We included 153 patients with CAP (70.6% men; 62 [51-73] years old; mean SAPSII, 37 [27-47]), 37% had viral pneumonia, 24% had bacterial pneumonia, 20% had a co-infection and 19% had no identified respiratory pathogen. We performed the analysis on 93 patients as co-pathogen and no-pathogen cases were excluded. The discriminant abilities of the AI approach were low to moderate (LR+ = 2.12 for viral and 6.29 for bacterial pneumonia), and the discriminant abilities of the experts were very low to low (LR+ = 3.81 for viral and 1.89 for bacterial pneumonia).
Neither experts nor an AI algorithm can predict the microbial etiology of CAP within the first hours of hospitalization when there is an urgent need to define the anti-infective therapeutic strategy.
社区获得性肺炎(CAP)需要紧急且有针对性的抗菌治疗。然而,在开始使用抗感染治疗时,通常无法确定病原体。医生会综合各种信息来源做出适当的决策。人工智能(AI)在从大量数据中找到复杂关系方面表现出色。我们旨在评估经验丰富的医生和 AI 在回答患者入院时的以下问题的能力:这是病毒性肺炎还是细菌性肺炎?

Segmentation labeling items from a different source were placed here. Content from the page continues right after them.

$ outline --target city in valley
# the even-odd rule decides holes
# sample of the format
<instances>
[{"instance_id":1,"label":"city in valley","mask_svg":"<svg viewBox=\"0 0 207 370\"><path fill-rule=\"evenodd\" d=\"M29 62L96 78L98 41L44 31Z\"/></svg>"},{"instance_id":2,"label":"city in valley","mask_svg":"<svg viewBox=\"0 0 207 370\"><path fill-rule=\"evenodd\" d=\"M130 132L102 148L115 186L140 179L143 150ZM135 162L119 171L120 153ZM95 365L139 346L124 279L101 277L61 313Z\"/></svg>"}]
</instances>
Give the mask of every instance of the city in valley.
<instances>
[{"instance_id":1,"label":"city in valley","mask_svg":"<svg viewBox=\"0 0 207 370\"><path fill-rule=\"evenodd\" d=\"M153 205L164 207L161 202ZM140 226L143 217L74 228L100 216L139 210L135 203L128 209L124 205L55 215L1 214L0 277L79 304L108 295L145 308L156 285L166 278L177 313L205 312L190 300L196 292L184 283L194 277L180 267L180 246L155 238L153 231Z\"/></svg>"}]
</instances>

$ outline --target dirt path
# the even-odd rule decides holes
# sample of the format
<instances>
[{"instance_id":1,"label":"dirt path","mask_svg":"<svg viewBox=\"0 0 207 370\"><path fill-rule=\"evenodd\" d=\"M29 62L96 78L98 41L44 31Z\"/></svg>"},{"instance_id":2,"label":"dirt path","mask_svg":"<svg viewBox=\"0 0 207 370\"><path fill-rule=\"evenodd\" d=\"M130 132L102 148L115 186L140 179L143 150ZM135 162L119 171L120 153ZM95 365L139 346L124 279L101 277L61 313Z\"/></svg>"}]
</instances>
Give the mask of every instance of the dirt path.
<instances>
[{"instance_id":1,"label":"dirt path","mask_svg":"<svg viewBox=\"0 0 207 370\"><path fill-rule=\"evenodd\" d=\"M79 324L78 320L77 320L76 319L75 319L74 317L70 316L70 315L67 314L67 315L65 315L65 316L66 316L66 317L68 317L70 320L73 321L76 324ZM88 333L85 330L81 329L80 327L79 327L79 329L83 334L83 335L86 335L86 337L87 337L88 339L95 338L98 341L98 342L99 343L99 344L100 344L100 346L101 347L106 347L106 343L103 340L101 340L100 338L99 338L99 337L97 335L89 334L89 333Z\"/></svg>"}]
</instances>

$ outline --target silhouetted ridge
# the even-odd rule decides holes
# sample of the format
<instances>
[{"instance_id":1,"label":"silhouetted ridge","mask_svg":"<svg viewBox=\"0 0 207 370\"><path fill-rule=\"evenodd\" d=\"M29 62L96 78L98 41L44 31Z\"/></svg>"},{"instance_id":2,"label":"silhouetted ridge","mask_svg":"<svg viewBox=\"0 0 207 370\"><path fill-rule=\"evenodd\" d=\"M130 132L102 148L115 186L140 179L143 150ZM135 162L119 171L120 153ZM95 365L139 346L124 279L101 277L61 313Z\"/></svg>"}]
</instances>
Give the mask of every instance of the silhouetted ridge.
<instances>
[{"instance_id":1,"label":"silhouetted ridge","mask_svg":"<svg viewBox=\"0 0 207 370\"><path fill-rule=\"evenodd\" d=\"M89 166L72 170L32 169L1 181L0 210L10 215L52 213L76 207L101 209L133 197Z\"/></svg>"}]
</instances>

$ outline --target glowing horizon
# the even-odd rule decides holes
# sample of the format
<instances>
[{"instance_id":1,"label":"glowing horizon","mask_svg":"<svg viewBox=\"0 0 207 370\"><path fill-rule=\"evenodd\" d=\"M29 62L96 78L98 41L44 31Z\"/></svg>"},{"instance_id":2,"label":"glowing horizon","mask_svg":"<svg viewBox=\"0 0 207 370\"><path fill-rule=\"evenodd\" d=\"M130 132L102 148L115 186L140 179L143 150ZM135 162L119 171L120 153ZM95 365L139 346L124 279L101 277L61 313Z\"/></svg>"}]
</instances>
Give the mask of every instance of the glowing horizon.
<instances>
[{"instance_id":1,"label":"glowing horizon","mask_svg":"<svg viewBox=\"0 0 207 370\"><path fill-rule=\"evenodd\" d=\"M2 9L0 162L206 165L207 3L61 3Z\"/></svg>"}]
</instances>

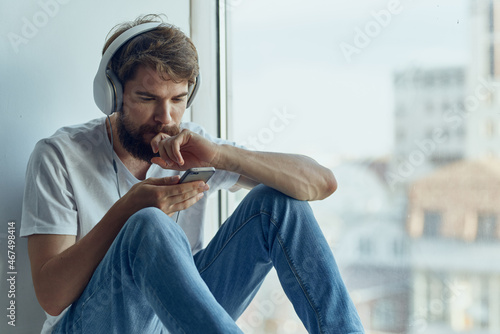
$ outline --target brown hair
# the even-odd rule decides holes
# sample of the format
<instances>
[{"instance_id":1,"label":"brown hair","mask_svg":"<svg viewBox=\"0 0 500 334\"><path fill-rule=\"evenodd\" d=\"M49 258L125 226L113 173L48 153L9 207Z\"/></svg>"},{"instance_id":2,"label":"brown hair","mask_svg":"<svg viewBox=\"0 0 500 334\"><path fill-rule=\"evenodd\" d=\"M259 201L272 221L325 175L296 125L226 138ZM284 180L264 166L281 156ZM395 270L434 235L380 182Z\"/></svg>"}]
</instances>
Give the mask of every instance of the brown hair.
<instances>
[{"instance_id":1,"label":"brown hair","mask_svg":"<svg viewBox=\"0 0 500 334\"><path fill-rule=\"evenodd\" d=\"M129 40L115 53L110 62L111 70L124 85L133 79L138 66L146 65L156 69L162 78L166 75L175 82L187 80L194 84L198 75L198 53L196 48L179 28L163 22L160 15L150 14L138 17L135 21L115 26L104 45L102 53L123 32L142 23L159 22L154 30ZM109 35L109 34L108 34Z\"/></svg>"}]
</instances>

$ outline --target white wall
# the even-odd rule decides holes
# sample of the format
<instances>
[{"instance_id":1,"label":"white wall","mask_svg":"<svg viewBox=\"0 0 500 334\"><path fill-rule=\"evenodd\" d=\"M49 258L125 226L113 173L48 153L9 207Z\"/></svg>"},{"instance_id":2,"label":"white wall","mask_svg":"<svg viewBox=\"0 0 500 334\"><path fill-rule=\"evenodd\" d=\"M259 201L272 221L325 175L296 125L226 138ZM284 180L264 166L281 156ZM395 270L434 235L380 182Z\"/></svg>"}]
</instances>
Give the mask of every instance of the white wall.
<instances>
[{"instance_id":1,"label":"white wall","mask_svg":"<svg viewBox=\"0 0 500 334\"><path fill-rule=\"evenodd\" d=\"M7 222L16 222L17 235L29 155L59 127L101 117L92 81L115 24L164 13L189 33L189 1L2 1L0 13L0 333L37 333L44 315L25 239L16 239L16 327L6 319Z\"/></svg>"}]
</instances>

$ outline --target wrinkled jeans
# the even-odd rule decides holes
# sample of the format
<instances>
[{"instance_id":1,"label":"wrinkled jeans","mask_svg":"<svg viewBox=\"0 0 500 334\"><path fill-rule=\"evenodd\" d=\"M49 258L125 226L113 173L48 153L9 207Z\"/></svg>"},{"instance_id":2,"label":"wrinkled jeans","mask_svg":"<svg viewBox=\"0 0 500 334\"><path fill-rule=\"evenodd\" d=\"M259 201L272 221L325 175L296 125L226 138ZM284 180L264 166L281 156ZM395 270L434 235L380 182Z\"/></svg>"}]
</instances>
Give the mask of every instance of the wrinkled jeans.
<instances>
[{"instance_id":1,"label":"wrinkled jeans","mask_svg":"<svg viewBox=\"0 0 500 334\"><path fill-rule=\"evenodd\" d=\"M194 256L173 219L138 211L54 333L241 333L272 266L310 333L364 333L309 204L263 185Z\"/></svg>"}]
</instances>

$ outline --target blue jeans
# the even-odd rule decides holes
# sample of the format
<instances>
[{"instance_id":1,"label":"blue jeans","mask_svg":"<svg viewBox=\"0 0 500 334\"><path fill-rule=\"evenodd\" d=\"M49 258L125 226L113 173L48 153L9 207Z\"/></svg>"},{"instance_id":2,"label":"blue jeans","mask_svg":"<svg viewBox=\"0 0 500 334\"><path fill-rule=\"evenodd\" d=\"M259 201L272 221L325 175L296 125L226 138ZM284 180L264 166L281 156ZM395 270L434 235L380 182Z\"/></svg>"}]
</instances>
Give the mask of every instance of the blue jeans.
<instances>
[{"instance_id":1,"label":"blue jeans","mask_svg":"<svg viewBox=\"0 0 500 334\"><path fill-rule=\"evenodd\" d=\"M162 211L134 214L55 333L241 333L272 266L310 333L364 333L309 204L262 185L194 256Z\"/></svg>"}]
</instances>

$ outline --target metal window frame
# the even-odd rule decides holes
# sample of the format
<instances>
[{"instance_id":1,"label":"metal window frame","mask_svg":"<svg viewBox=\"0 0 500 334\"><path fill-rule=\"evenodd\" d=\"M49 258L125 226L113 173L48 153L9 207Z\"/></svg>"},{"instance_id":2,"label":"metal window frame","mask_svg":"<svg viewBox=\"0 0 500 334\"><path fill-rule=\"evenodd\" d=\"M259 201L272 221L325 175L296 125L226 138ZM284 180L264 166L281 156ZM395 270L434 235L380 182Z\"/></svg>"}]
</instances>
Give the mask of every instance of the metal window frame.
<instances>
[{"instance_id":1,"label":"metal window frame","mask_svg":"<svg viewBox=\"0 0 500 334\"><path fill-rule=\"evenodd\" d=\"M228 137L226 0L190 0L191 39L198 50L202 86L191 120L221 139ZM219 191L218 225L228 217L228 194Z\"/></svg>"}]
</instances>

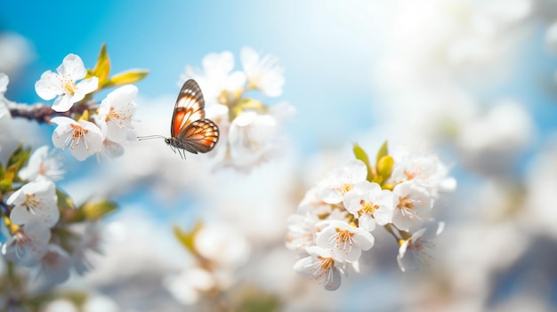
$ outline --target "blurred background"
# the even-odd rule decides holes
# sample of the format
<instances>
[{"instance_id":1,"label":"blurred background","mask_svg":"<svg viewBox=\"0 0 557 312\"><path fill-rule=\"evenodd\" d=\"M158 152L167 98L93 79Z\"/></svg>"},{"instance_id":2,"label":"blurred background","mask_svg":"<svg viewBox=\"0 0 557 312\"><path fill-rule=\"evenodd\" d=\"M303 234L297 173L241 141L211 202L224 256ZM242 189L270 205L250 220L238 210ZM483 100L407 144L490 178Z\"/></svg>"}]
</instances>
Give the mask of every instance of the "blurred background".
<instances>
[{"instance_id":1,"label":"blurred background","mask_svg":"<svg viewBox=\"0 0 557 312\"><path fill-rule=\"evenodd\" d=\"M92 310L211 307L202 292L181 297L168 286L183 276L183 292L201 287L172 233L200 220L234 240L216 242L239 253L227 267L230 300L247 305L237 307L557 309L557 2L0 0L5 97L40 101L43 72L69 53L93 68L103 43L113 73L150 70L136 84L138 135L168 134L186 66L230 51L240 68L245 46L278 58L284 92L265 100L296 113L283 126L283 153L248 173L213 171L201 156L183 161L162 141L134 142L101 163L64 154L63 189L77 202L119 205L94 269L59 287L90 293ZM21 140L51 144L50 125L3 129L2 159ZM425 147L451 168L457 189L434 208L445 232L431 264L410 273L377 234L362 272L327 292L292 269L287 218L327 169L352 157L352 143L375 154L384 140Z\"/></svg>"}]
</instances>

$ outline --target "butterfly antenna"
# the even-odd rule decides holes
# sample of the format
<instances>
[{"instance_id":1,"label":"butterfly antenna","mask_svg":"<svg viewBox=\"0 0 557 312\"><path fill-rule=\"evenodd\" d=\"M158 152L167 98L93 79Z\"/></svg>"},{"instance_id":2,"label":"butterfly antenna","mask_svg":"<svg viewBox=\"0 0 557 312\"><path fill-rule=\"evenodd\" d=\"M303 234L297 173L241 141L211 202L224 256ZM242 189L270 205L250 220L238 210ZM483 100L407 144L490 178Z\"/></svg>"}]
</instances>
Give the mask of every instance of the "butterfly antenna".
<instances>
[{"instance_id":1,"label":"butterfly antenna","mask_svg":"<svg viewBox=\"0 0 557 312\"><path fill-rule=\"evenodd\" d=\"M162 139L166 139L162 135L158 135L158 134L154 134L154 135L147 135L144 137L137 137L138 140L150 140L150 139L157 139L157 138L162 138Z\"/></svg>"}]
</instances>

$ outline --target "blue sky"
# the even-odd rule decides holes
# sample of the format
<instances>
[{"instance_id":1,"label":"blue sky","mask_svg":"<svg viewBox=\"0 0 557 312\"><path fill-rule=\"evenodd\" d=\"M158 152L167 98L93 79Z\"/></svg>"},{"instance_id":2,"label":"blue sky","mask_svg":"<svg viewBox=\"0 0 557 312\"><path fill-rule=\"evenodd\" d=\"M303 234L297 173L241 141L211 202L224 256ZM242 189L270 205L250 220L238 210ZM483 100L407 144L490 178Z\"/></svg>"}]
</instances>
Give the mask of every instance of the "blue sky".
<instances>
[{"instance_id":1,"label":"blue sky","mask_svg":"<svg viewBox=\"0 0 557 312\"><path fill-rule=\"evenodd\" d=\"M11 83L7 97L14 100L39 100L35 81L69 52L93 67L102 43L108 44L113 73L133 68L151 71L137 84L146 97L175 94L184 67L200 67L209 52L229 50L238 57L241 47L251 46L278 56L285 68L284 94L277 100L287 100L298 110L295 123L288 125L295 144L314 150L345 141L346 135L368 128L373 120L370 60L381 45L370 34L379 20L368 16L368 10L359 11L366 4L358 2L343 6L317 1L91 1L78 5L61 1L36 2L30 10L26 2L0 4L0 28L26 36L36 50L27 75ZM328 131L330 125L338 129Z\"/></svg>"}]
</instances>

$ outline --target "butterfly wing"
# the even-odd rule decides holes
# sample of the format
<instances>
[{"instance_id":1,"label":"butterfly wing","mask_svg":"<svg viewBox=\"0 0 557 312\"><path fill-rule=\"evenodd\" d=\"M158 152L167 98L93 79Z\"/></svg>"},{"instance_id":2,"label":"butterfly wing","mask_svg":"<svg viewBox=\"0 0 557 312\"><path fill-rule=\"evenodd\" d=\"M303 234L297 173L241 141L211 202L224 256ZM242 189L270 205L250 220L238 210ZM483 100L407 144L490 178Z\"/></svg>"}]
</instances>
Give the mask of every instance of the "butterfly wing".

我们纳入了因 CAP 住院的患者,并记录了护理开始后 3 小时内所有可获得的数据(临床、生物学和影像学信息)。出于这一概念验证研究的目的,我们决定仅研究由单一且已识别的病原体引起的 CAP。我们使用收集到的所有数据构建了机器学习模型预测。最后,使用独立的验证样本集来测试以下内容的病原体预测性能:(i)一组三位专家和(ii)AI 算法。两者均对最终的微生物诊断结果设盲。阳性似然比(LR)值>10 和阴性 LR 值<0.1 被认为具有临床意义。
我们纳入了 153 例 CAP 患者(70.6%为男性;62[51-73]岁;平均 SAPSII,37[27-47]),其中 37%为病毒性肺炎,24%为细菌性肺炎,20%为混合感染,19%无明确的呼吸道病原体。我们对 93 例患者进行了分析,排除了共病原体和无病原体病例。AI 方法的鉴别能力为低到中度(LR+为病毒性肺炎 2.12,细菌性肺炎 6.29),而专家的鉴别能力为低到极低(LR+为病毒性肺炎 3.81,细菌性肺炎 1.89)。
在需要紧急确定抗感染治疗策略的情况下,专家和 AI 算法都无法在入院后的最初几个小时内预测 CAP 的微生物病因。